1. At cellular level

https://medcraveonline.com/MOJCSR/epigenetic-regulation-mechanisms-in-stem-cell-differentiation.html
 

Excerpt: "Stem cells give rise to almost 200 different cell types that are present in a mammalian organism. In spite of the fact that these distinct cell types have different functions and morphologies, they descend from a common ancestor cell and essentially share the same DNA. The underlying cause for the rise of specific cell types is not genetic differences; it is mostly due to how the genetic information is interpreted. The epigenome, which consists of several degrees of regulatory mechanisms, dictates the gene expression profile of a certain type of cell. Eukaryotic DNA is packaged into chromatin, folded and compacted which in turn affects its functionality as certain regions of DNA will not be accessible whereas some other regions will be easier to access for effect or proteins and modifiers to bind. The chromatin dynamics are modulated by several machineries including but not limited to histone PTMs and their variants, DNA methylation and RNA interference, which have crucial roles in regulating stem cell differentiation, cell fate determination and lineage specification."

2. At tissue level

https://www.colorado.edu/today/2020/07/07/how-does-stem-cell-know-what-become-study-shows-rna-plays-key-role

Excerpts: "Look deep inside our cells, and you’ll find that each has an identical genome –a complete set of genes that provides the instructions for our cells’ form and function.
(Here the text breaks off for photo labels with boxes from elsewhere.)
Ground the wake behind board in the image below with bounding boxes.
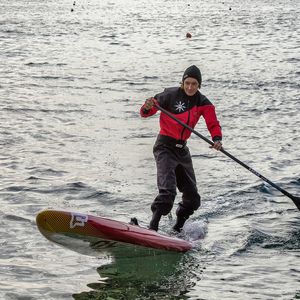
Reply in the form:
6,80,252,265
36,210,192,255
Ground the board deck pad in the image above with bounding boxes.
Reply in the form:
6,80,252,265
36,210,192,255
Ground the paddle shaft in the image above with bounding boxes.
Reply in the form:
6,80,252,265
154,103,300,210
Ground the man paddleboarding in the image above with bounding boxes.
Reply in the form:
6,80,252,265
140,65,222,232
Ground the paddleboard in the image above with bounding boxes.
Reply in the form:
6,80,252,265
36,210,192,255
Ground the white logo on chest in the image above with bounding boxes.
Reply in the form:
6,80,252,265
175,101,186,112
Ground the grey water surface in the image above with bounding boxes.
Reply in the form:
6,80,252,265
0,0,300,300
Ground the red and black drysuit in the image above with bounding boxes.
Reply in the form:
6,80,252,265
140,87,222,230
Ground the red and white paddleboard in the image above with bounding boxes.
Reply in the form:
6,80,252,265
36,210,192,255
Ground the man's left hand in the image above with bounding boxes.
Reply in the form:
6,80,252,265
210,141,222,151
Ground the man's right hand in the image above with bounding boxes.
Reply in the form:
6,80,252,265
144,97,155,110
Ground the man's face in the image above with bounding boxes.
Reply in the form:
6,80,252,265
183,77,199,96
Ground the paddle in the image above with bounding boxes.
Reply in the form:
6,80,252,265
154,103,300,210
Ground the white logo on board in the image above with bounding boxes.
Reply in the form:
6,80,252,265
70,213,88,228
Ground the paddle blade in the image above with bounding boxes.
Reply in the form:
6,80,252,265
292,196,300,210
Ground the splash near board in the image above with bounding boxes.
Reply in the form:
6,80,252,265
36,210,192,255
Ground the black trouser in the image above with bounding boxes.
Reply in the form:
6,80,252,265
151,135,200,219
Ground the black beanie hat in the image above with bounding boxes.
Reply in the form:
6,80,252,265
182,65,202,85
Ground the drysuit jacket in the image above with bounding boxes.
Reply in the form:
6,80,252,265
140,87,222,141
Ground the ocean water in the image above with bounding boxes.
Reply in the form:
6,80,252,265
0,0,300,300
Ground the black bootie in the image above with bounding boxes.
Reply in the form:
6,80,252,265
173,217,187,232
149,212,161,231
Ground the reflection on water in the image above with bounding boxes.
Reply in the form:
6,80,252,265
73,251,201,300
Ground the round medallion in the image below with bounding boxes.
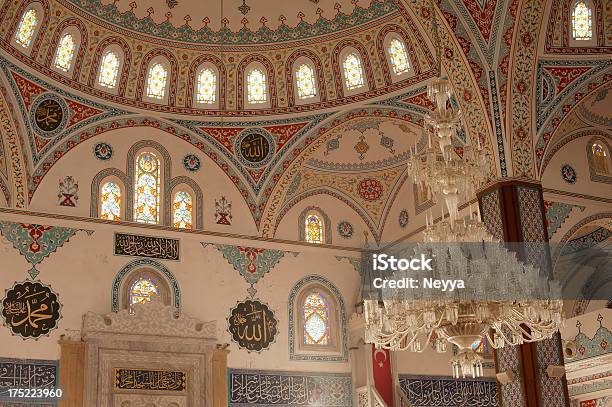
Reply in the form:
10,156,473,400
561,164,578,184
30,93,68,138
234,128,275,168
357,178,382,201
227,299,278,352
398,209,408,228
183,154,202,172
94,143,113,161
338,220,353,239
2,281,62,339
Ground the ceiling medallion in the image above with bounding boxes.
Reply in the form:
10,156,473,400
238,0,251,15
30,93,68,138
234,128,276,168
357,178,383,201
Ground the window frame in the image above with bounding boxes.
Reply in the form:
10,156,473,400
142,56,172,105
11,2,45,55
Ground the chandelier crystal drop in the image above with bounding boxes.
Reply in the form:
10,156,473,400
364,72,563,378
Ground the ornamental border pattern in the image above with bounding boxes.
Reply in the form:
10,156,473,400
111,259,181,316
287,274,348,362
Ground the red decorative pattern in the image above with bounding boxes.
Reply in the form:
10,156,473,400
357,178,383,201
544,66,591,94
463,0,497,42
11,72,47,110
200,127,245,154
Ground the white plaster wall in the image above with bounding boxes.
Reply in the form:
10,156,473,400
0,214,359,372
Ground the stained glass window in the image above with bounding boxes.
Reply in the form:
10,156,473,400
15,9,38,48
342,53,364,90
55,33,76,72
302,291,330,345
305,213,323,243
172,191,193,229
247,68,268,103
147,63,168,99
134,152,161,223
572,0,593,41
591,143,608,174
196,68,217,103
130,276,159,305
387,38,409,75
98,51,120,89
100,181,121,220
295,64,317,99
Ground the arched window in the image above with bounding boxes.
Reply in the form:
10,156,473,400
134,152,161,223
247,68,268,104
387,38,410,75
288,275,348,362
147,62,168,100
342,52,365,90
130,276,159,305
572,0,593,41
302,290,331,346
98,50,121,89
196,68,217,104
295,63,317,99
172,191,193,229
304,213,325,243
100,181,121,220
15,8,38,48
54,33,76,72
591,143,609,175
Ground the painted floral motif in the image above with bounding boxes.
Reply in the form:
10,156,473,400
397,209,408,228
0,222,77,278
561,164,577,184
57,175,79,207
338,220,353,239
183,154,202,172
15,9,38,48
215,196,232,226
94,143,113,161
357,178,383,201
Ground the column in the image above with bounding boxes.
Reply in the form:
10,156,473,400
58,339,85,407
478,180,570,407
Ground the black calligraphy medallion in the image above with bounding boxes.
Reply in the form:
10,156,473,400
2,281,62,339
234,128,275,168
227,300,278,352
30,93,68,137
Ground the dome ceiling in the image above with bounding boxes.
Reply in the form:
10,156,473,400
62,0,399,45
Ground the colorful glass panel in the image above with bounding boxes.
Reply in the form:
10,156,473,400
342,53,364,90
196,68,217,103
247,69,268,103
572,0,593,41
147,63,168,99
130,277,159,305
55,34,76,72
388,38,410,75
100,182,121,220
98,51,120,89
295,64,317,99
15,9,38,48
305,214,323,243
591,143,608,174
302,291,330,346
172,191,193,229
134,152,161,223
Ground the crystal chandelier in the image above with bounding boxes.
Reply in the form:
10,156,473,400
364,2,563,378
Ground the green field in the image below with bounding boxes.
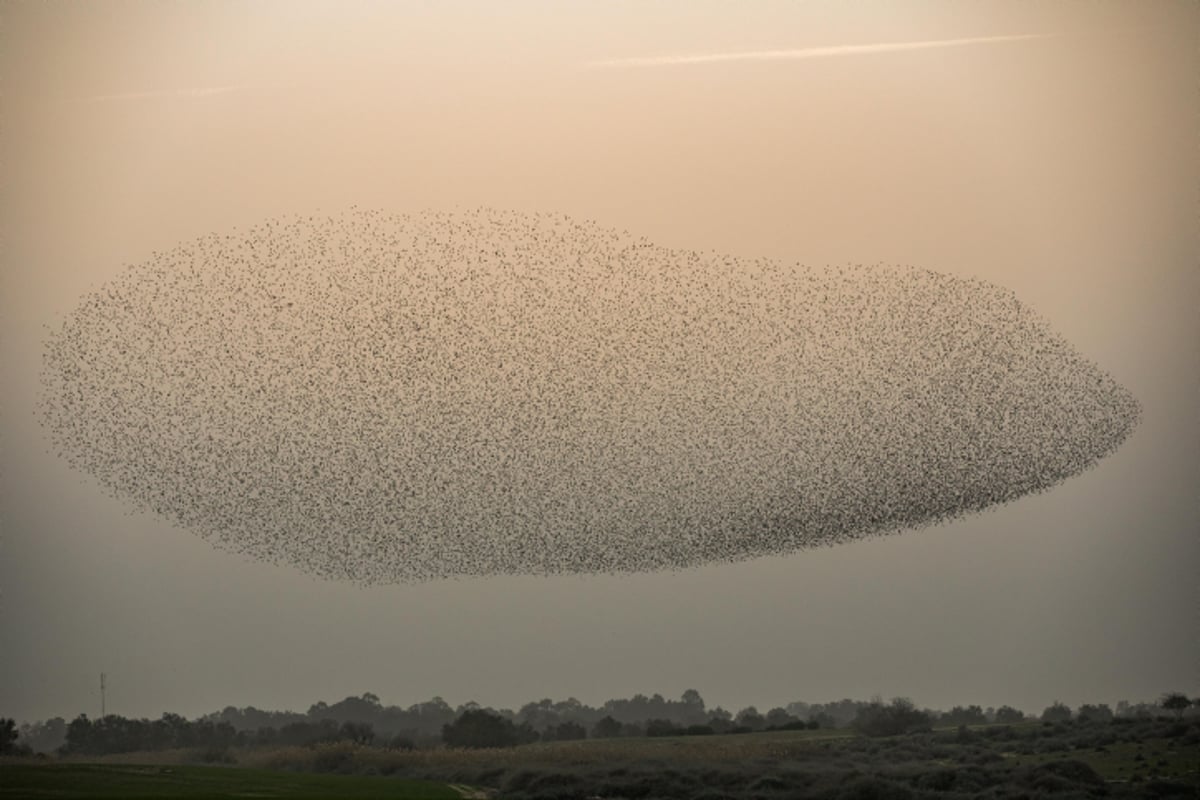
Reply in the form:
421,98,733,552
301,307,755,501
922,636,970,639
0,764,464,800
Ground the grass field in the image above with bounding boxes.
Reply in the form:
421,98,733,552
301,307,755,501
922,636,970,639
0,763,464,800
7,720,1200,800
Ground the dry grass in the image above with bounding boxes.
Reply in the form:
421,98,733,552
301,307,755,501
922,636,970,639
234,730,853,775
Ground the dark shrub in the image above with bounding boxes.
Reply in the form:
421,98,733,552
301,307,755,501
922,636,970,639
838,775,913,800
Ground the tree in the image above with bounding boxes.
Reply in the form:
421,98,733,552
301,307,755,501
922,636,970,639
733,705,767,730
0,717,19,756
1158,692,1192,720
646,720,679,736
1042,700,1070,722
542,720,588,741
338,722,374,745
1075,703,1112,722
851,697,930,736
592,716,620,739
442,709,522,747
996,705,1025,724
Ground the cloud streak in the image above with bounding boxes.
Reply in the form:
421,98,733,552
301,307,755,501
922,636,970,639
584,34,1057,68
83,85,258,103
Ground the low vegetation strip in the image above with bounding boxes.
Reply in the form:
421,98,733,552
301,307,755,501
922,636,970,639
0,762,467,800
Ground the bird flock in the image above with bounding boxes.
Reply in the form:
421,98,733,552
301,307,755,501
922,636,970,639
38,207,1140,584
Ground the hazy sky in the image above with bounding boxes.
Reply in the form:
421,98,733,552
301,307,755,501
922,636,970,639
0,0,1200,720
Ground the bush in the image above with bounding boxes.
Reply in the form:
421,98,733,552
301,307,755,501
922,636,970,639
851,698,930,736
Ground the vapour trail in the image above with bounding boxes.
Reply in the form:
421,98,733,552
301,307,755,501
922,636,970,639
584,34,1058,67
84,85,258,103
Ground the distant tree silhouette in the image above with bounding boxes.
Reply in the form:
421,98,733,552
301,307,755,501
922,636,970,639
1075,703,1112,722
646,720,679,736
0,717,20,756
1042,700,1070,722
592,716,620,739
1158,692,1192,720
852,697,930,736
541,720,588,741
442,709,538,747
996,705,1025,724
338,722,374,745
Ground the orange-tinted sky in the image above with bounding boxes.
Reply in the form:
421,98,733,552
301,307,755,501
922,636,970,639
0,1,1200,720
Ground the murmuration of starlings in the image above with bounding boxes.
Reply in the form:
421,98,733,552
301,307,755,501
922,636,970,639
38,207,1141,584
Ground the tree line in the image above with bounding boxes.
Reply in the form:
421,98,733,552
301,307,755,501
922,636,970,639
0,690,1200,754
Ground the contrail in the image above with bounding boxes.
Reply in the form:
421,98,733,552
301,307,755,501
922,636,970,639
83,85,258,103
584,34,1058,67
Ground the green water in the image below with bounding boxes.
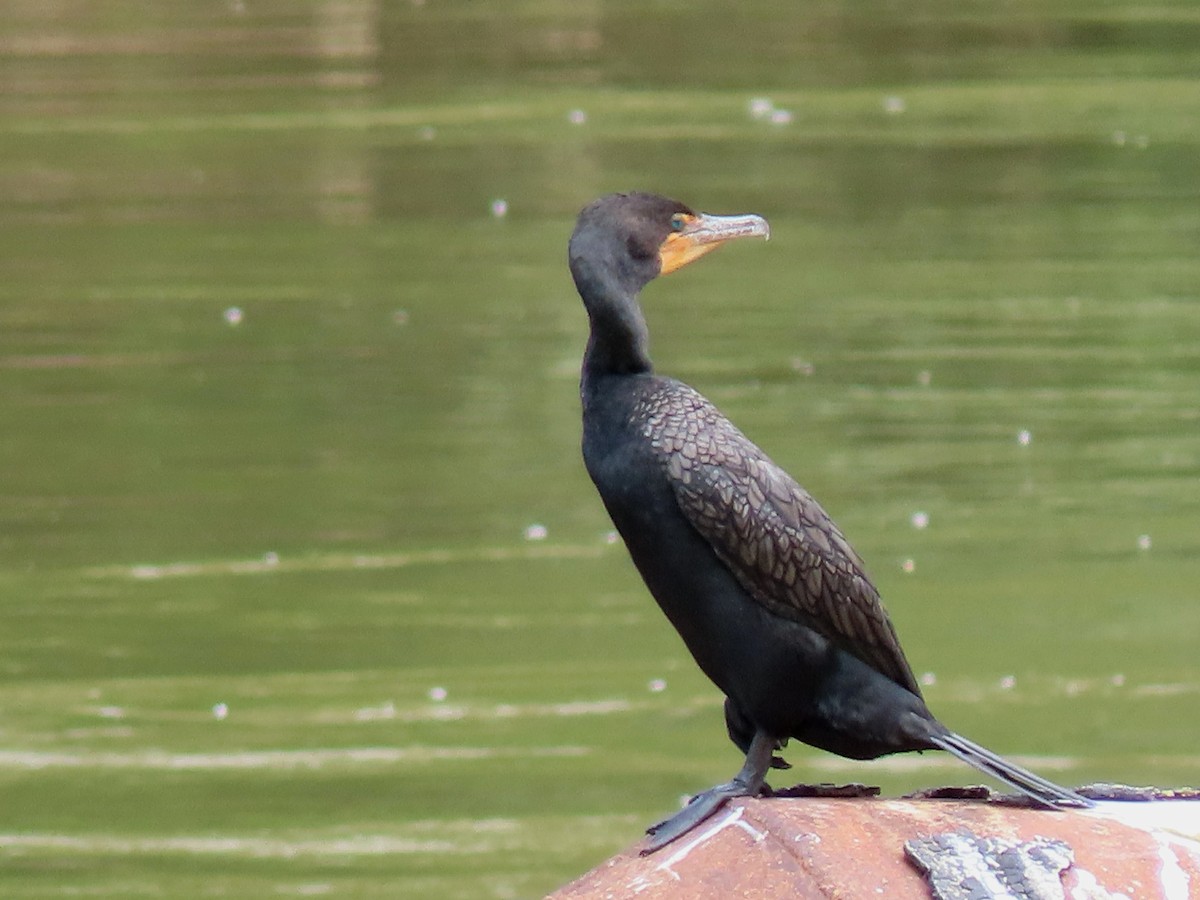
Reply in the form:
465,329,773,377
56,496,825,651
0,0,1200,898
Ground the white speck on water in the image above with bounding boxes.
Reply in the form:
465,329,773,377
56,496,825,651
746,97,775,119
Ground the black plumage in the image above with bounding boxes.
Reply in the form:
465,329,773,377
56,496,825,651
570,193,1087,852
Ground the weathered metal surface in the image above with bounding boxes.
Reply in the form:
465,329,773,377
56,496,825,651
551,798,1200,900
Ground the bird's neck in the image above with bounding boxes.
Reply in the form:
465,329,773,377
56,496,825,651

But if each blueprint is identical, why does an eye cell look and act differently than a skin cell or brain cell? How does a stem cell – the raw material with which our organ and tissue cells are made – know what to become?
 

“All genes are not expressed all the time in all cells. Instead, each tissue type has its own epigenetic program that determines which genes get turned on or off at any moment,” said co-senior author Thomas Cech, a Nobel laureate and distinguished professor of biochemistry. “We determined in great detail that RNA is a master regulator of this epigenetic silencing and that in the absence of RNA, this system cannot work. It is critical for life.”"

3. At body plan level

https://ussromantics.com/2020/01/03/epigenetics-and-imprinting-2-identical-genes-and-non-identical-phenotypes/

Excerpt: "it’s obvious that genetics isn’t the whole story of our inheritance and development because it doesn’t begin to explain how, from one fertilised egg – the union of, or pairing of, two sets of chromosomes – we get, via divisions upon divisions upon divisions, a complex being with brain cells, blood cells, skin cells, liver cells and so forth, all with identical DNA. It also doesn’t explain how a maggot becomes a fly with the same set of genes (or a caterpillar becomes a butterfly, to be a little more uplifting). These transformations, which maintain genetic inheritance while involving massive change, must be instigated and shaped by something over and above genetics but intimately related to it – hence epigenetics. Other examples include whether a crocodile hatchling will turn out male or female – determined epigenetically via the temperature during development, rather than genetically via the Y chromosome in mammals.
 

So, to add to the description I gave last time, the histone proteins that the DNA wraps itself round come in batches or clusters of eight. The DNA wraps around one cluster, then another, and so on with millions of these histone clusters (which have much-studied ‘tails’ sticking out of them). And I should also remind myself that our DNA comes in a four-letter code strung together, out of which is constructed 3 billion or so letters."

My comment: With the same set of DNA there could be a huge number of different phenotypes or outcomes. DNA doesn't determine phenotype or organismal traits or characteristics. It's all epigenetics. DNA does nothing without epigenetic programming. In other words, without epigenetic information profiles the DNA is just passive information.